The first diagnostic test I would carry out on Ana would involve a physical examination, where I would scrutinize her throat and check for swelling, gray patches, and redness (Igarashi et al., 2016). Also, I would check for swollen lymph nodes. After suspecting the presence of a strep throat I would perform a throat culture, where I would use a cotton swab to take a sample of the throat secretion, and test for streptococcus. I would also perform blood tests to determine for mononucleosis. I prefer doing a full hemogram, where I would also assess for other blood factors that could be indicative of pharyngitis.

  1. What is your treatment plan/interventions for this patient? Provide a rationale for your choice(s).

Tylenol is the first recommendation I would make for the patient to relieve pain (just as she indicates that she had used it). Ibuprofen could also be used for the same. Where there are excessive scratches, I would recommend throat lozenges. After assessing and confirming that the patient’s condition is associated with bacterial infection, I would administer her with antibiotics (Van Drie et al., 2016).

  1. Discharge/education

I would recommend the patient to use the dosage prescribed using a strict schedule. Also, the patient is to maintain high levels of hygiene by often washing hands, avoid sharing utensils, and avoiding sick individuals. During and after medication, the patient has to avoid alcohol and smoking, including second-hand smoke.
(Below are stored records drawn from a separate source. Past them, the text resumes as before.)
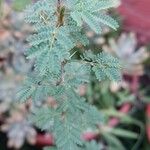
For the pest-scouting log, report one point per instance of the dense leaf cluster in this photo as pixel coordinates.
(58, 29)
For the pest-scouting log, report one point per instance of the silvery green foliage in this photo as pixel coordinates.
(58, 29)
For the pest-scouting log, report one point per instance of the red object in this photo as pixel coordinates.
(136, 18)
(44, 140)
(89, 136)
(148, 121)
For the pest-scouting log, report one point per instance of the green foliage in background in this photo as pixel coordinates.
(19, 5)
(58, 29)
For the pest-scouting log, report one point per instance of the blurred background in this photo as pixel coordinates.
(126, 104)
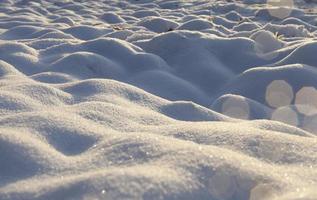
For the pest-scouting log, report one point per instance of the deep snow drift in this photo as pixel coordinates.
(158, 99)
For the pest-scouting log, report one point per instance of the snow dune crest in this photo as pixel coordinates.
(154, 99)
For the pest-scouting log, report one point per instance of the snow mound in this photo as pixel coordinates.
(157, 99)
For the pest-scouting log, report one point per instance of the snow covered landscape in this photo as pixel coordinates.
(158, 99)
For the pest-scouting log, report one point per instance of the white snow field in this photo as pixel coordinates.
(158, 99)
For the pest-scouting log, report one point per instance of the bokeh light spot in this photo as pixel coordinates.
(279, 93)
(306, 101)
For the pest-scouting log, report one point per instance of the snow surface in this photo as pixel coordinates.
(158, 99)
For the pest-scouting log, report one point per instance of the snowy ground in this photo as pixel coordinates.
(158, 99)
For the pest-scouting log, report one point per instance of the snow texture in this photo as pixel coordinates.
(158, 99)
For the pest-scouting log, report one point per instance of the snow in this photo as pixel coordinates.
(158, 99)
Igarashi, H., Nago, N., Kiyokawa, H., & Fukushi, M. (2017). Abdominal pain and nausea in the diagnosis of streptococcal pharyngitis in boys. International journal of general medicine10, 311.

Kalra, M. G., Higgins, K. E., & Perez, E. D. (2016). Common Questions about Streptococcal Pharyngitis. American family physician94(1).
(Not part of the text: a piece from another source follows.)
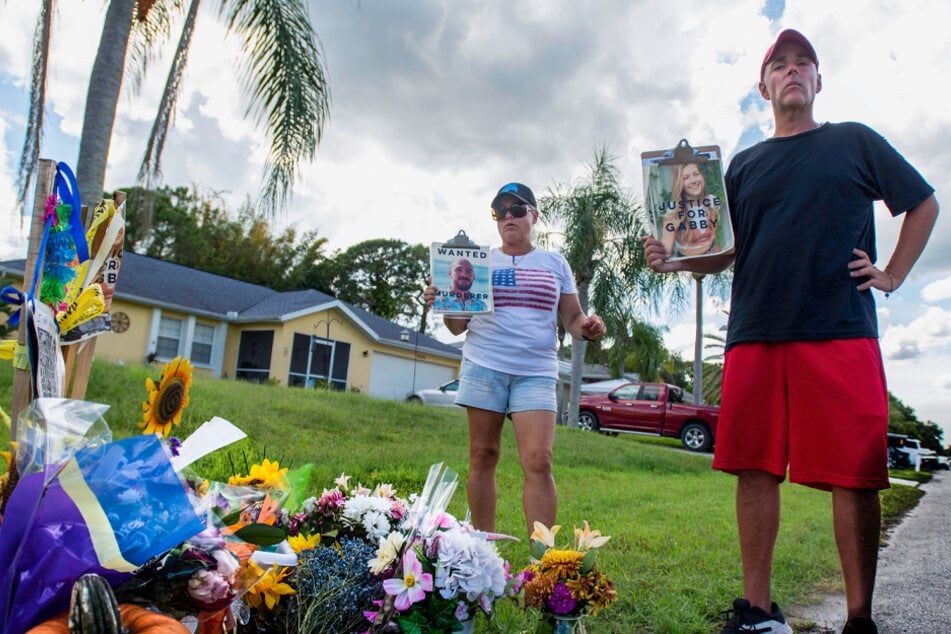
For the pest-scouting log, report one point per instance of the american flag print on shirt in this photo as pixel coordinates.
(524, 288)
Rubenstein, J. (2018). ICD-10 Changes for October 1, 2018. Reviews in urology20(3), 133.van Driel, M. L., De Sutter, A. I., Habraken, H., Thorning, S., & Christiaens, T. (2016). Different antibiotic treatments for group a streptococcal pharyngitis. Cochrane Database of Systematic Reviews, (9).

Wessels, M. R. (2016). Pharyngitis and scarlet fever.